POM, the beverage company that turned an old pomegranate orchard into a money machine with POM Wonderful juices, is taking the Coca Cola Company, parent of Minute Maid, to court. The reason: false advertising.
According to POM, Minute Maid’s pomegranate juice name and label make it appear as if pomegranate is the main ingredient,
though the blend actually contains less than 0.3 percent of pomegranate juice and is over 99 percent apple and grape juice.
When customers see Minute Maid’s 59-ounce bottle selling for less than $4, compared to POM’s 16-ounce bottle at $4.99, they tend to opt for what appears to be a better deal.

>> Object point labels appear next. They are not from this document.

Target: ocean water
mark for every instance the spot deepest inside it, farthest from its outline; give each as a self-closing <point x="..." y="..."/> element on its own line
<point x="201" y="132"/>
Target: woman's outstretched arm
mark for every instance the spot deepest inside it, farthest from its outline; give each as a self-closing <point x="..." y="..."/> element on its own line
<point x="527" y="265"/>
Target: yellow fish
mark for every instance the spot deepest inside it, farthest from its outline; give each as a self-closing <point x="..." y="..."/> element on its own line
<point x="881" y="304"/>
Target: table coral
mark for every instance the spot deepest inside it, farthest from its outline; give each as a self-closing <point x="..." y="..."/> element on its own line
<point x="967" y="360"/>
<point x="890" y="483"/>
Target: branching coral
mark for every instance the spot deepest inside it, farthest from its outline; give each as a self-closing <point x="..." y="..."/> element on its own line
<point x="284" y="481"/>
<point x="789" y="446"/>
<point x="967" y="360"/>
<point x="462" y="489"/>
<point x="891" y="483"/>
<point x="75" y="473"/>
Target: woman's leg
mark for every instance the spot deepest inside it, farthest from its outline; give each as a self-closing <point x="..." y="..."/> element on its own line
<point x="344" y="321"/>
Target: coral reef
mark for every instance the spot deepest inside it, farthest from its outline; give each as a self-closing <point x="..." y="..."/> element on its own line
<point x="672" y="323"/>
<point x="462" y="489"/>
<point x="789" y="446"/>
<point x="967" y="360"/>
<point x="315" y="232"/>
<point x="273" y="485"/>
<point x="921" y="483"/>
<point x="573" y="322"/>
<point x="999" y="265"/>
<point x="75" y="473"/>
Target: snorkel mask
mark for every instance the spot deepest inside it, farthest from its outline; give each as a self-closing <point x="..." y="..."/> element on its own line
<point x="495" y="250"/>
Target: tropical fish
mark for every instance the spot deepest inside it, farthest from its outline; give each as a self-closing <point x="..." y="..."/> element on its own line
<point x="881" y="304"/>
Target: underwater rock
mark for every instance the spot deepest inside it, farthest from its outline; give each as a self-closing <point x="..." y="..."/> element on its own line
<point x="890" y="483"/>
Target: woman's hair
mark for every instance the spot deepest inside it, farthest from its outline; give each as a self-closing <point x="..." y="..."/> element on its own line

But the issue goes beyond unfair competition, said POM spokesperson Rob Six. “Most people drink pomegranate juice for the health benefits. So, it fools with people’s health,” Six said. “We see it more as a consumer issue – a consumer alert issue.” read more…
What you need to know:
While POM has a point – Minute Maid is being very deceptive here – POM is not clean of deception either. Both companies tout the health benefits of the fruit they turned to juice, but fail to mention that most of the nutritional value is lost in the process. Not to mention the ridiculous amounts of sugar in these drinks, at the same level of Soda Pop. The standard single person bottle of POM contains 17 teaspoons of sugar! That’s not healthy.
What to do at the supermarket:
How about buying real fruit and eating it to get the maximum benefit from the vitamins and antioxidants? If you’re thirsty, drink tap water instead. If you insist on juice as an occasional treat, go for what tastes better. From personal experience, POM is superior, but comes at a much higher price.